# Host based routing..



## HJess (Sep 20, 2009)

Hi all,

I'm couriers - is is possible to make a host based routing whit ipfw or similar? 

I know that this would be difficult specially while I only have one public IP. 

Best regards
 Henrik Nielsen


----------



## SirDice (Sep 20, 2009)

Typically firewalls don't route anything. It's the routing tables that dictate where traffic is routed too.


----------



## DutchDaemon (Sep 20, 2009)

You can boot with static routes by using route statements in rc.conf.
route(8)
rc.conf(5), search for 'static_routes'


----------



## HJess (Sep 20, 2009)

sorry.. i ment natd

regarding the use of the route (8) the problem is how to route from a specific host? - It's quite easy to route from a given public IP to a local ip etc etc, but my problem is I only have one public IP and looking for a method to route on hosted based..

The issue is .. i need somehow to do this..

<Internet> /----/ <Domain> /---/ 192.168.1.1
<Internet> /----/ <Sub.

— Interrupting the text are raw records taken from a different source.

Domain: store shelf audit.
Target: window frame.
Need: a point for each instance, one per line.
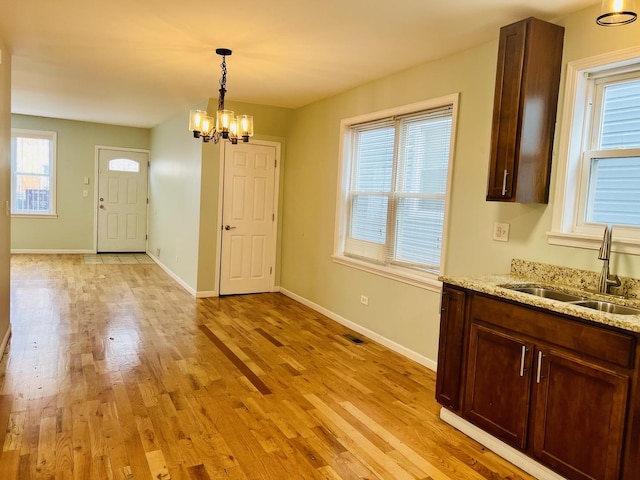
(42, 134)
(580, 126)
(396, 271)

Domain><Domain>  /---/ 192.168.2.1

The problem is that I dont have a spare IP for the subdomain, so I'm looking for a way for forward the requests to another local IP..


----------



## Alt (Sep 20, 2009)

Its not exactly what you asking for, but you can try to use 'nginx' proxying webserver (www/nginx) - its really easy with it.


----------



## HJess (Sep 20, 2009)

Hi alt,

The issue is that it's all the services i want to do.. ircd,smtp,www etc etc..

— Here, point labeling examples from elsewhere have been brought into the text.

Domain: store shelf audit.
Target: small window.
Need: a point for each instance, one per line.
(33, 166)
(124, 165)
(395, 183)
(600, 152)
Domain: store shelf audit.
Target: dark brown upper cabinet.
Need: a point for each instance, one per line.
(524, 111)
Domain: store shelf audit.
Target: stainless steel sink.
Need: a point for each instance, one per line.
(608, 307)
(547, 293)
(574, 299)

Its really not proxy related, as I'm talking about different servers and different hosts.


----------



## DutchDaemon (Sep 20, 2009)

With only one public IP you can only redirect one service to one internal host, so public_ip:25 -> internal_ip_1:25, and public_ip:80 -> internal_ip2:80. One service, one host. Jails typically work this way, but also setups with several internal servers on a DMZ/LAN. If you have two smtp servers you're out of luck. You can only attach one to public_ip:25 (well, you could do something with round-robin routing I guess).

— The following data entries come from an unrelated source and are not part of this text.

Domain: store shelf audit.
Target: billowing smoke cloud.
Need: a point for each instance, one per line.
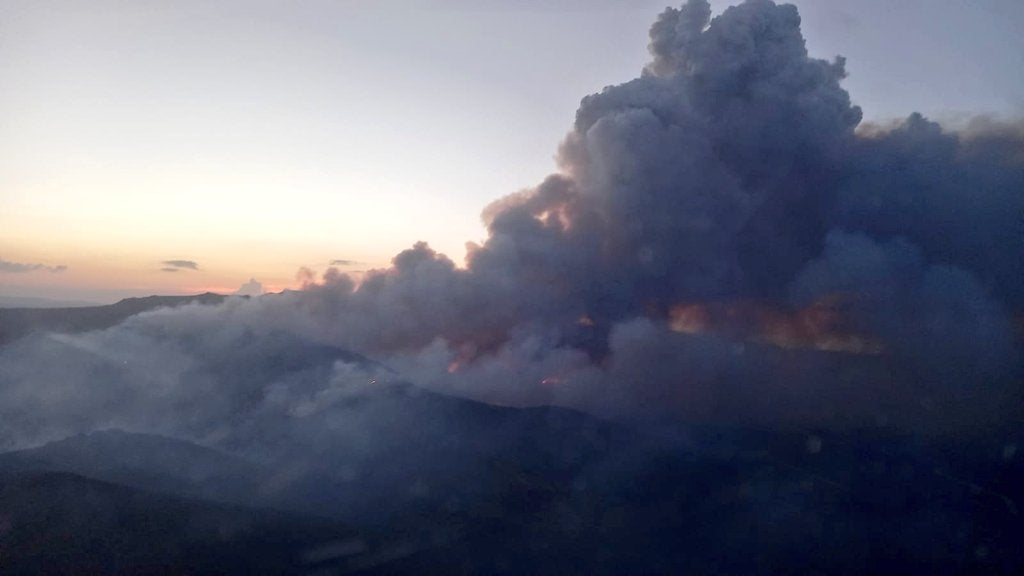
(251, 288)
(724, 241)
(17, 268)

You can run several physical webservers behind a single port 80, but you'd need a reverse proxy like Squid or nginx to differentiate between the different Hosts being requested.


----------



## aragon (Sep 20, 2009)

What you're asking for is impossible.  You need another IP address or you have to resort to using non-standard ports.


----------



## HJess (Sep 20, 2009)

DutchDaemon said:
			
		

> With only one public IP you can only redirect one service to one internal host, so public_ip:25 -> internal_ip_1:25, and public_ip:80 -> internal_ip2:80. One service, one host. Jails typically work this way, but also setups with several internal servers on a DMZ/LAN. If you have two smtp servers you're out of luck. You can only attach one to public_ip:25 (well, you could do something with round-robin routing I guess).
> 
> You can run several physical webservers behind a single port 80, but you'd need a reverse proxy like Squid or nginx to differentiate between the different Hosts being requested.



Thanks for the help! 
I will try to look into round-robin but as told, I think I'm up to a impossible task (specially when looking into reserve ip)..


----------